Hacker Newsnew | past | comments | ask | show | jobs | submitlogin

PDF files, and why the heck they are so slow to read. Hours upon hours of perf(1) and fiddling with ugly things in C. My main takeaway is everyone in the world is doing things HORRIBLY wrong and there's no way to stop them.

(Digression: did you know libpng, the one everyone uses, is not supposed to be an optimized production library—rather it's a reference implementation? It's almost completely unoptimized, no really, take a look, anywhere in the codebase. Critical hot loops are 15 year old C that doesn't autovectorize. I easily got a 200% speedup with a 30-line patch, on something I cared about (their decoding of 1-bit bilevel to RGBA). I'm using that modified libpng right now. I know of nowhere to submit this patch. Why the heck is everyone using libpng?)

The worst offender (so far) is the JBIG2 format (several major libraries, including jbig2dec), a very popular format that gets EXTREMELY high compression ratios on bilevel images of types typical to scanned pdfs. But: it's also a format that's pretty slow to decompress—not something you want in a UI loop, like a PDF reader is! And, there's no way around that—if you look at the hot loop, which is arithmetic coding, it's a mess of highly branchy code that's purely serial and cannot be thread- nor SIMD- parallelized. (Standardized in 2000, so it wasn't an obvious downside then). I want to try to deep-dive into this one (as best as my limited skill allows), but I think it's unlikely there's any low-hanging optimization fruit, like there's so much of in libpng. It's all wrong that everyone's using this slow, non-optimizable compression format in PDF's today, but, no one really cares. Everyone's doing things wrong and there is no way to stop them.

Another observation: lots of people create PDF's at print-quality pixel density that's useless for screens, and greatly increases rendering latency. Does JBIG2 support interlacing or progressive decoding, to sidestep this challenge? Of course it doesn't.
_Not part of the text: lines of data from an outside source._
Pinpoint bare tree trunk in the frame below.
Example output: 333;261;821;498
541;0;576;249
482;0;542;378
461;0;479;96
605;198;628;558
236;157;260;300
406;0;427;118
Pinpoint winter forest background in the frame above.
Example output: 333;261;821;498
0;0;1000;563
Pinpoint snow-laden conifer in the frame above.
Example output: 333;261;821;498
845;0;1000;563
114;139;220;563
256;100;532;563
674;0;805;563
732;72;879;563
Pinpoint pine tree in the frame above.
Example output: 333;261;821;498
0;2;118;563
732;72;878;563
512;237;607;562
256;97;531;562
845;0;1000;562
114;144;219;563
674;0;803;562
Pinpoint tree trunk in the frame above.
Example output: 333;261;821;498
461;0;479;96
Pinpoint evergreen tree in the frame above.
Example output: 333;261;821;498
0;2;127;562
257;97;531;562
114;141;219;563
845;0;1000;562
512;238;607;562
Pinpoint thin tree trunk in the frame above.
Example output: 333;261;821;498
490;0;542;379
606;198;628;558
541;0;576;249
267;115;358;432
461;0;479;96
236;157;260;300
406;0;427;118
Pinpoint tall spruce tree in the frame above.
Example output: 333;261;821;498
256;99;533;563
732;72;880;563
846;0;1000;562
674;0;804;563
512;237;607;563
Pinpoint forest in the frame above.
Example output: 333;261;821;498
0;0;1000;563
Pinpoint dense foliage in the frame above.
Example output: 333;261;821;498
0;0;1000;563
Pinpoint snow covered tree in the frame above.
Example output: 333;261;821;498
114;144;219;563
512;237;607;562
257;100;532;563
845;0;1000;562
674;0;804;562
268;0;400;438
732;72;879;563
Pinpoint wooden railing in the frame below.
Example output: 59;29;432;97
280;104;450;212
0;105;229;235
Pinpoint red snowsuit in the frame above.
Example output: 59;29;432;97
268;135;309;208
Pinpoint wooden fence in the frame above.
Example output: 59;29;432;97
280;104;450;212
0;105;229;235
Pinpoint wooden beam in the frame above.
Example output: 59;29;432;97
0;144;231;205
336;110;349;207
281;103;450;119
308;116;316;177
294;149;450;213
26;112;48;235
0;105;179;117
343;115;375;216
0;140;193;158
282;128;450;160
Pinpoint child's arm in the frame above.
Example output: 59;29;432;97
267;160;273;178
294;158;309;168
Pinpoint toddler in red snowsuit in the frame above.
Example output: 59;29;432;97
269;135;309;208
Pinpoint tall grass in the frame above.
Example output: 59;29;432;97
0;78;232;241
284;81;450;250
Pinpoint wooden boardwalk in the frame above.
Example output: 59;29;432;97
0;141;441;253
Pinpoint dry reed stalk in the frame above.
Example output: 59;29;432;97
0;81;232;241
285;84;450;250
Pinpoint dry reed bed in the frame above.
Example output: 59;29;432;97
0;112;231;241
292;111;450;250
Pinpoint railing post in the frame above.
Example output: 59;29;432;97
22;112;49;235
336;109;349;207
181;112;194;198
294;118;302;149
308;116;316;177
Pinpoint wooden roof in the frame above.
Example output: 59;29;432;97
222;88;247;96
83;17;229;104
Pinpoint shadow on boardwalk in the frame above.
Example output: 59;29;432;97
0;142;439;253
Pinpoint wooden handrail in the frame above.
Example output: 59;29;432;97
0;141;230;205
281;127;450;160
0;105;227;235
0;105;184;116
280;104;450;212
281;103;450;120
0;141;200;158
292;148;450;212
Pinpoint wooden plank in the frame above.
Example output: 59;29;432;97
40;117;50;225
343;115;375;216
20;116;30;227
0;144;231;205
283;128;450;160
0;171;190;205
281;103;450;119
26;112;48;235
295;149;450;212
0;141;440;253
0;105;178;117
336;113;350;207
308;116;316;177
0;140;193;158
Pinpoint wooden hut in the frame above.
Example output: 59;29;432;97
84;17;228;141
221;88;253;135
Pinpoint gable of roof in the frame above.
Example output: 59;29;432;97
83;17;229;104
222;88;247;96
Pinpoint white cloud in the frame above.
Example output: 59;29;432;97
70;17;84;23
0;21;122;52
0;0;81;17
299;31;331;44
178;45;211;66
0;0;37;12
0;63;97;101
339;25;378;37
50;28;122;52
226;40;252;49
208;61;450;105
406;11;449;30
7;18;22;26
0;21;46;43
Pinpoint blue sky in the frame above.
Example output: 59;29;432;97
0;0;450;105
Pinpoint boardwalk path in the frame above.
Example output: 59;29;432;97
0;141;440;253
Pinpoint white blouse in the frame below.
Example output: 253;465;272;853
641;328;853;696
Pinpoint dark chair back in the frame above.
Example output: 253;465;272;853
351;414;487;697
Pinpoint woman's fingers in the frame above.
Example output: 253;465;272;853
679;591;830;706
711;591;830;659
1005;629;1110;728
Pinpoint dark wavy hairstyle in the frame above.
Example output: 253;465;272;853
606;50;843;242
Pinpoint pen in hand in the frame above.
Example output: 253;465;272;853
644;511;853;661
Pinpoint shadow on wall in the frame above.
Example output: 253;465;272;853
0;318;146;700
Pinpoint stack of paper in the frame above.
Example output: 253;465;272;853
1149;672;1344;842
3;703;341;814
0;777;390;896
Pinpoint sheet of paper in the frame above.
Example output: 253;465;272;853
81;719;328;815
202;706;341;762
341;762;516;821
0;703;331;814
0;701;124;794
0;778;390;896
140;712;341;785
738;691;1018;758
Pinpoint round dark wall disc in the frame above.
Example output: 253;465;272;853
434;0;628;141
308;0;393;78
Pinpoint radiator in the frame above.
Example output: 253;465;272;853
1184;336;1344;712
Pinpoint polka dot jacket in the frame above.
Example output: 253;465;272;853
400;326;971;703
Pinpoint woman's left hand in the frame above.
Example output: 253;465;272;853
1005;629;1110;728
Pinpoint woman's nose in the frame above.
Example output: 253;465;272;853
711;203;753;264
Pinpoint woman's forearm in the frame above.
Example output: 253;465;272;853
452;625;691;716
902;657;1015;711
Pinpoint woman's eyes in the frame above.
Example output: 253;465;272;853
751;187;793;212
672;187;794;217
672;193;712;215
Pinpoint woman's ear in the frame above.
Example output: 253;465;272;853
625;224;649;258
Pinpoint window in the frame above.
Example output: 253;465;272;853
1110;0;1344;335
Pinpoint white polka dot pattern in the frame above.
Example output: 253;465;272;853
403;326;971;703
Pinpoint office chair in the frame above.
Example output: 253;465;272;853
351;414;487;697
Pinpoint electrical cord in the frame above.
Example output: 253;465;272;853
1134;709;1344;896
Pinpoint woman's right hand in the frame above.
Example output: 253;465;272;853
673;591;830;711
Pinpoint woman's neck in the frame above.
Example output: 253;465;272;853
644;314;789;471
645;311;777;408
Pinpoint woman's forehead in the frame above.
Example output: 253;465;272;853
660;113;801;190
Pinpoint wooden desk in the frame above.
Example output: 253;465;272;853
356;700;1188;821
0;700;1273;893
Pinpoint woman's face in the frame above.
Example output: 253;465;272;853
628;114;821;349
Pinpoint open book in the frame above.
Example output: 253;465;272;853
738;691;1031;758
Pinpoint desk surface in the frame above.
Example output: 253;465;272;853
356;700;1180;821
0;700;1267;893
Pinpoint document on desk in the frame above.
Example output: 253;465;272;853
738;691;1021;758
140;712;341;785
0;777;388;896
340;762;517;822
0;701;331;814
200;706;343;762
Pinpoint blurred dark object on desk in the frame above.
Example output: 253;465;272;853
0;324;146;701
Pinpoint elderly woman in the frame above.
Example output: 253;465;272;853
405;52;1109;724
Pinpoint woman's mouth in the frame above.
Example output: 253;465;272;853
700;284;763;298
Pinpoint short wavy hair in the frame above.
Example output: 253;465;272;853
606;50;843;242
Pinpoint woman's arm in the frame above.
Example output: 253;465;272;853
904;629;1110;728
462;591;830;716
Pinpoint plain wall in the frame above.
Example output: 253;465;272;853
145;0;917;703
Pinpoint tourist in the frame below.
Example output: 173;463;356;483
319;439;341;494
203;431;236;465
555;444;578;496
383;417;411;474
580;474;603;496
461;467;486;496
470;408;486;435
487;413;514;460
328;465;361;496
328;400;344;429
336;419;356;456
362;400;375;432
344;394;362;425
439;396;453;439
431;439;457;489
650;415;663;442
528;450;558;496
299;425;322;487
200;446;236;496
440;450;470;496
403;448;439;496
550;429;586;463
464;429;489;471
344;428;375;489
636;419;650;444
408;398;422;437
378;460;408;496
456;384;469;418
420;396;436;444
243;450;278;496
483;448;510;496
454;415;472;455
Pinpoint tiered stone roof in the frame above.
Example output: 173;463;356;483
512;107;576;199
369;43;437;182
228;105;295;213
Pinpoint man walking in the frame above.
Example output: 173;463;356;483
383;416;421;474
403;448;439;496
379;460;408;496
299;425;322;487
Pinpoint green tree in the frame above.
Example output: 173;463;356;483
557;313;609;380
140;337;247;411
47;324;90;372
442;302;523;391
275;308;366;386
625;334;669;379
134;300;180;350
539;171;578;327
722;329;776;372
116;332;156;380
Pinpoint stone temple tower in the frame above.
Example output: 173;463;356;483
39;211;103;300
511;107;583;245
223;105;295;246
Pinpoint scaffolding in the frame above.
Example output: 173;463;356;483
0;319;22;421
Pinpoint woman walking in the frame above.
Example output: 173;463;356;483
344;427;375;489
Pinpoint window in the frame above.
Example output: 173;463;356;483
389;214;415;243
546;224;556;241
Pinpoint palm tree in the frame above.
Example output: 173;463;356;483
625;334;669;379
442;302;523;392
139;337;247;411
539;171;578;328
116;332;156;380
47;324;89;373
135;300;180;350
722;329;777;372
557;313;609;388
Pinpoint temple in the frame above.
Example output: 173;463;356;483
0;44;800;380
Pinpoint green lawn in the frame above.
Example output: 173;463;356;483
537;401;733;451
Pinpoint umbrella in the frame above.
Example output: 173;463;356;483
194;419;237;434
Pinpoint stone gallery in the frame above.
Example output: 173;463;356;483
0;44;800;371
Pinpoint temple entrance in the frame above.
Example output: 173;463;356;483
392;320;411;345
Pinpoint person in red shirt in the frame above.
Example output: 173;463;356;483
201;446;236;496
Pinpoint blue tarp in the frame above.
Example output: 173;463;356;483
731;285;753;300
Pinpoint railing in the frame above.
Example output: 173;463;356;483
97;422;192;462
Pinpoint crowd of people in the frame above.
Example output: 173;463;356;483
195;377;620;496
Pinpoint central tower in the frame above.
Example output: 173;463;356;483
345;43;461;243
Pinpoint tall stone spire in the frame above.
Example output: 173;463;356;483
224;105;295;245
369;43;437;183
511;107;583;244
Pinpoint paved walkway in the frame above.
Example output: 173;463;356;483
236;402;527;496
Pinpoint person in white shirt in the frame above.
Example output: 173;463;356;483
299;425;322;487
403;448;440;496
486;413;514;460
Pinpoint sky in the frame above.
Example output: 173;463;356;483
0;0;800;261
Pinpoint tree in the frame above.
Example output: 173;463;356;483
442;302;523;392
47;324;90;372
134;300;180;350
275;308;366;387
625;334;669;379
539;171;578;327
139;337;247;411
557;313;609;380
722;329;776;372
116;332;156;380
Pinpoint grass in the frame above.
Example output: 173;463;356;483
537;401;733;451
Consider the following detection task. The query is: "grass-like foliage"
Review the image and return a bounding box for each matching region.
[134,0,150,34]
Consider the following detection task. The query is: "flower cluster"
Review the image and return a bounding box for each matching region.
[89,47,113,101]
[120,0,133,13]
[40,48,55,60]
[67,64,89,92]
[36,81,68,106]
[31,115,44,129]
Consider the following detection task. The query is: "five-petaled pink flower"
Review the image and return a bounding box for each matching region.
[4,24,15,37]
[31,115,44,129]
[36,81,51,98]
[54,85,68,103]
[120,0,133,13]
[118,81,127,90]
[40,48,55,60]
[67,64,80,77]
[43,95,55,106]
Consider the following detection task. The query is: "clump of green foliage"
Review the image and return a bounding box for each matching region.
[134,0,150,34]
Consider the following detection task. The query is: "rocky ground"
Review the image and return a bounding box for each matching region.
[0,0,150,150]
Everyone's doing PDF things wrong and there is no way under the blue sky to make them stop.



> The worst offender (so far) is the JBIG2 format (several major libraries, including jbig2dec), a very popular format that gets EXTREMELY high compression ratios on bilevel images of types typical to scanned pdfs. But: it's also a format that's pretty slow to decompress—not something you want in a UI loop, like a PDF reader is! And, there's no way around that—if you look at the hot loop, which is arithmetic coding, it's a mess of highly branchy code that's purely serial and cannot be thread- nor SIMD- parallelized.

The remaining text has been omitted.